Oldukça zengin Kulu halk kültüründe, insan hayatının safhalarından olan geçiş dönemleri önemli yer tutar.
Geçiş dönemleri içerisinde doğum öncesi ve sonrası, halk arasında ayrı bir öneme sahiptir. Evlilik hayatında çocukların olmaması o evliliğin eksik olduğuna dair algı oluşturmaktadır. Doğan çocuklar aile kurumuna güç katmaktadır. Zirai faaliyetlerin yoğun olduğu toplumda erkek çocuk gücü de temsil etmektedir.
Kısırlık toplum içerisinde bir kusur olarak görülür. Bu durumun tedavisi adına sihrî ve dinî öğeler kullanılır ve genellikle halk hekimliğine başvurulur. Kültürel hayatın değişmesi ve insanların bilinçlenmesiyle bu düşünce değişmiştir. Önceleri halk arasında kadının kısır olduğu kabul edilir ve erkeğin başka bir kadınla evlenmesi hak olarak görülürdü; ancak günümüze doğru doktora başvurmayla beraber bu düşünce değişmiş ve sorunun erkekten de kaynaklanabileceği kabul edilmeye başlanmıştır.
Çocuğun cinsiyeti çok merak edilen bir durumdur. Halk arasında aşermesi ve kadının bedenî özelliklerine göre cinsiyet tahmini yapılmaktadır. Bebeğin sağlıklı doğması için gebelik sırasında kaçınmalar ve uygulamalar bulunmaktadır: Annenin kendi sağlığına dikkat etmesi, çirkin ve olumsuz şeyle bakmaması, yediği ve içtiği gıdaları özellikle seçmesi örnek olarak verilebilir. İlçede, yurt dışına işçi olarak gidebilmek için son dönemlerde akraba evliliği yaygınlaşmıştır.
Doğum esnasında doğacak çocuğa zarar geleceği düşüncesinden dolayı çocuğu ölen kadınlar doğumun yapıldığı yere alınmaz, erkekler de dışarıda bekletilir.
Göbek kesme, tuzlama ve yıkama gibi işlemler çocuğun daha sağlıklı olması için yapılan uygulamalardır. Çocuğun göbeği özenle saklanır. Göbeğin konulduğu ve gömüldüğü yerin, çocuğun gelecek hayatını etkilediğine inanılmaktadır.

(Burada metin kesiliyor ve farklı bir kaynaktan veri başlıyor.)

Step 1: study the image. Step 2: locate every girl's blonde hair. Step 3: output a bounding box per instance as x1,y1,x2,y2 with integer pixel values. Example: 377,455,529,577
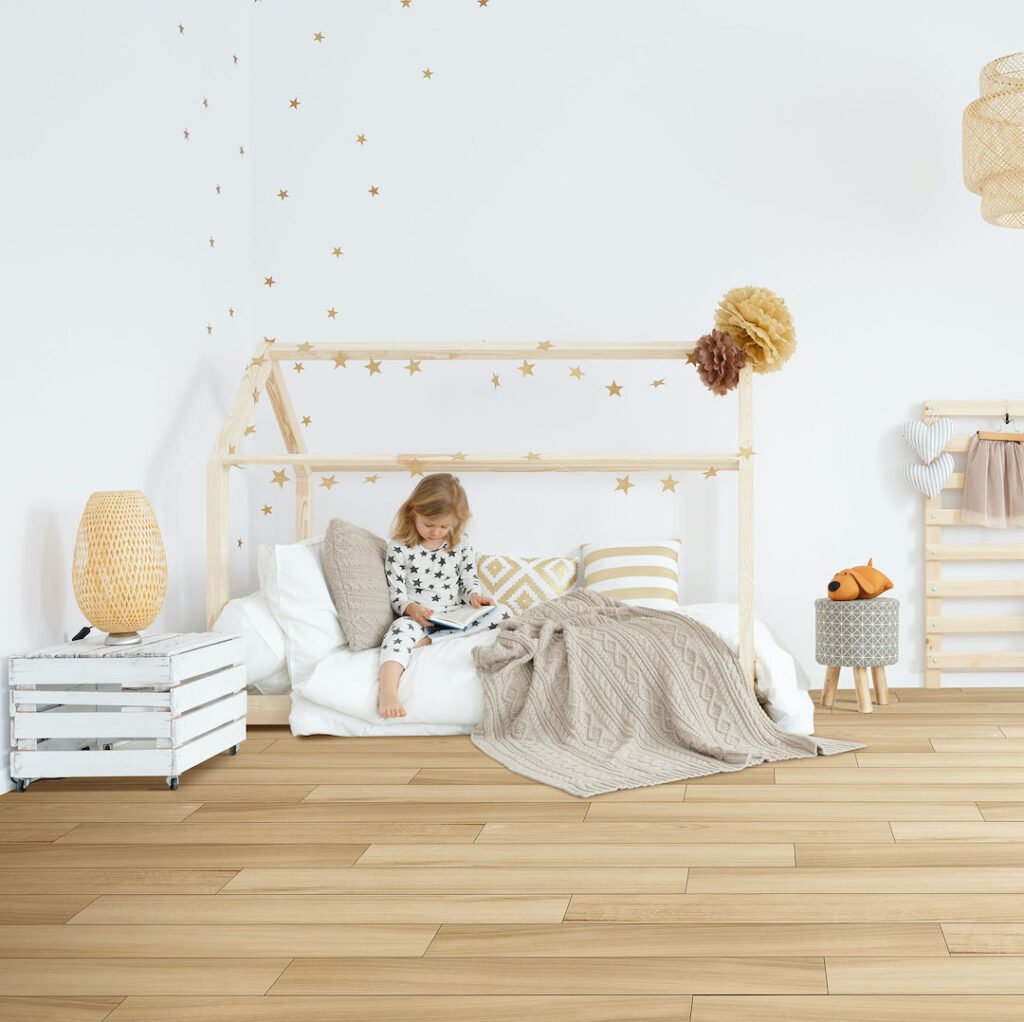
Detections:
391,472,470,550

Albasması düşüncesi halk arasında geçerliliğini korumaktadır. Kötü ruhların ve güçlerin anneye zarar vermemesi için anne ve bebeğin yalnız bırakılmaması, odada muska ya da Kuran-ı Kerim bulundurulması, yastığın altına bıçak veya makas gibi gereçlerin konulması gibi uygulamalar görülür.

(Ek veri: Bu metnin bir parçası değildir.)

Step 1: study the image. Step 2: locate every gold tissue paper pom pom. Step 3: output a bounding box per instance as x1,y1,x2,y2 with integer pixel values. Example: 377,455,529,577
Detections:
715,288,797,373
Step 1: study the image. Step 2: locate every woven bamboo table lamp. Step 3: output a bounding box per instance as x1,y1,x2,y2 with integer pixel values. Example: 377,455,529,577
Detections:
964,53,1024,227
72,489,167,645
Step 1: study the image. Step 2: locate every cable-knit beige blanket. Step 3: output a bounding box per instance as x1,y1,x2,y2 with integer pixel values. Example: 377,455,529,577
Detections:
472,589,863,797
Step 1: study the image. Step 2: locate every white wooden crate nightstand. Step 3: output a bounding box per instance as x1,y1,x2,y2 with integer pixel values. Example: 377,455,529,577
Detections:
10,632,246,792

Kırk basması inancı da toplumda etkisini sürdürmektedir. Anne ve çocuğun hastalanmaması ve korunması için her ikisinin yalnız bırakılmaması, loğusa kadınların birbirini ziyaret etmemesi, bebeğin kırkı çıkmadan dışarı çıkmaması, kırkı olan kadınların karşılaşmaları sonucunda kırklarının karışmaması adına birbirilerine iğne alıp vermeleri, çocuğa muska takmaları gibi bazı uygulamalar yapılır. Kırkı çıkan annenin tam olarak temizlendiğine ve kötü ruhların etkisinden kurtulduğuna inanılır.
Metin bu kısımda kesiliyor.